Stewart, 152 Md. at 425, 137 A. at 42 (citations omitted); see also Cole v. Secretary of State, 249 Md. 425, 433, 240 A.2d 272, 277 (1968) (“Nor does the fact that the statute takes the form of an amendment to the general law make it a public general law rather than a public local law if its subject matter is exclusively local.”) Adopting Respondent’s argument would “result in the complete frustration of the object of the [Home Rule] amendment.” Stewart, 152 Md. at 424, 137 A. at 41-42.

Park v. Board of Liquor License Commrs. for Balto. City, 338 Md. 366 (1995).

Finally, paraphrasing the Court’s ruling in Park:

Although [HB1514] as a whole is a public general law, the amendment at issue here, [subsection (c)(7)], has a subject matter which is “exclusively local to [Howard County].” Despite the fact that [HB 1514] amended a public general law, it becomes clear when one examines the geographic scope of its subject that it is a public local law.

The General Assembly CANNOT pass  a law local in scope that only regulates noise at outdoor concert venues in Howard County.  The so-called Merriweather Noise Law is unconstitutional.


Comments please.  If you think that something should be done about this unconstitutional law, say something.
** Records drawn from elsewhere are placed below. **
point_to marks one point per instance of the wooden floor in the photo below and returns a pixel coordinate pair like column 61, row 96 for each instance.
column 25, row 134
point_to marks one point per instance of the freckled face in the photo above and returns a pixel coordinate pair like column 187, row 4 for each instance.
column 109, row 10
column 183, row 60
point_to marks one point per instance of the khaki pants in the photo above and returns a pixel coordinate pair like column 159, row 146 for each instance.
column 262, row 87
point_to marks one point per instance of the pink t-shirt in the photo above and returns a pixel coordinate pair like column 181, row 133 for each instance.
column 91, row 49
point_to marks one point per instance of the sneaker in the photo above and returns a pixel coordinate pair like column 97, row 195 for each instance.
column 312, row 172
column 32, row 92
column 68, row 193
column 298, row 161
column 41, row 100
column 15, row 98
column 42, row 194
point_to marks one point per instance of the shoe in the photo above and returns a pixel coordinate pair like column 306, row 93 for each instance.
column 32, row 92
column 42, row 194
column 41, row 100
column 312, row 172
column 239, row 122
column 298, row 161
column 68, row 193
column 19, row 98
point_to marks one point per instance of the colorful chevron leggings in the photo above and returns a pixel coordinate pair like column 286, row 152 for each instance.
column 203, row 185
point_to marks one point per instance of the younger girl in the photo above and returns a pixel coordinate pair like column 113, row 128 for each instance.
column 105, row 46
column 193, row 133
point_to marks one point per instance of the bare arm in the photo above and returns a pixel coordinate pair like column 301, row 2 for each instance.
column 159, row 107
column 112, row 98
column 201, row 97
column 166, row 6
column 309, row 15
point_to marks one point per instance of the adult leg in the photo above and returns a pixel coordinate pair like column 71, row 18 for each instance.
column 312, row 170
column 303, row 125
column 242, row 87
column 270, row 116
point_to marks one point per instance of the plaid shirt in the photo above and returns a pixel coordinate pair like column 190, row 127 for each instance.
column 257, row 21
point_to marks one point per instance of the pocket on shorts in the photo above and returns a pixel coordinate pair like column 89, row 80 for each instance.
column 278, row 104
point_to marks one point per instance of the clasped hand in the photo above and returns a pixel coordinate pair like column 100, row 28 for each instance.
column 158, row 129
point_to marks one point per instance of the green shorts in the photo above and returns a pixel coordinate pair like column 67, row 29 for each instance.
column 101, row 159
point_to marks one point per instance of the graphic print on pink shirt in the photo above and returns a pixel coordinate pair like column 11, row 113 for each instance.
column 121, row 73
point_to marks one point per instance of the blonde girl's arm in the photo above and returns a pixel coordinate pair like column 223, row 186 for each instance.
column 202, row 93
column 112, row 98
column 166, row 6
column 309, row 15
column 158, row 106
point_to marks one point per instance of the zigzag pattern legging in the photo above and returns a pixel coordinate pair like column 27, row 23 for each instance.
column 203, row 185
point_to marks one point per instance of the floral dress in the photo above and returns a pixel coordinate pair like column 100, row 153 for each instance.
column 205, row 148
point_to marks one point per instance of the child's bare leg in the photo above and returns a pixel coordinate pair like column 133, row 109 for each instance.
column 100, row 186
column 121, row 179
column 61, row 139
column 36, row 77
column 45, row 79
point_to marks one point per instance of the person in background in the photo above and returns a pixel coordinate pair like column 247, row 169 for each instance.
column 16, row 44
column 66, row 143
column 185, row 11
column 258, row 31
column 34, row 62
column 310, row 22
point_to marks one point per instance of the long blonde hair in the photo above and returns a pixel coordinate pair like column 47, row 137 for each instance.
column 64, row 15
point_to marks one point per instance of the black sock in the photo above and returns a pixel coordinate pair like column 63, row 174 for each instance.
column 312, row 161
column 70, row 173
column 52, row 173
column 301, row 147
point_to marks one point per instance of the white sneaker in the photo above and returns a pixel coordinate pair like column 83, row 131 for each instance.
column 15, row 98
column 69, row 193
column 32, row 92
If you want to defend the law, say why the argument above is wrong.



  1. All in for rescinding, removing, rejecting this unconstitutional legislation that puts the “Mock” in Democracy. Loved reading your history of the current County Executive’s sponsored legislation for protecting private property rights. Howard County property owners have a right to the restful and restorative “quiet enjoyment” of our homes. If only the MPP noise stayed in Howard County alone.
    After the May 30th-31st “Sweet ‘Lie'” Festival, which was not posted as an event on the MPP website and lasted from 9 a.m. to 11:30 p.m. both Saturday and Sunday, people from as far away as Baltimore and Prince Georges counties wrote in to the county’s about the noise invasions reaching them from MPP. All day property owners in Dunloggin and Centenniel had windows closed, while objects vibrated across shelves and tables inside their homes. Sunday night at 9:40 p.m. 94 dBA reached the Vantage Point neighborhood with the chaotic vibrations simultaneoously setting off two car alarms behind and in front of our home. After about ten weeks the county fined MPP for violating the 11 p.m. curfew for amplified electronic sound and for reaching the Gramercy building downtown at over 95 dBA.
    Another issue is that dBA is not the most “up-to-date” technology for measuring the impulses particularly from the bass frequencies. Excessive noise raises women’s stroke and heart-attack risk by 300% and men’s by 50%. They are literally killing us.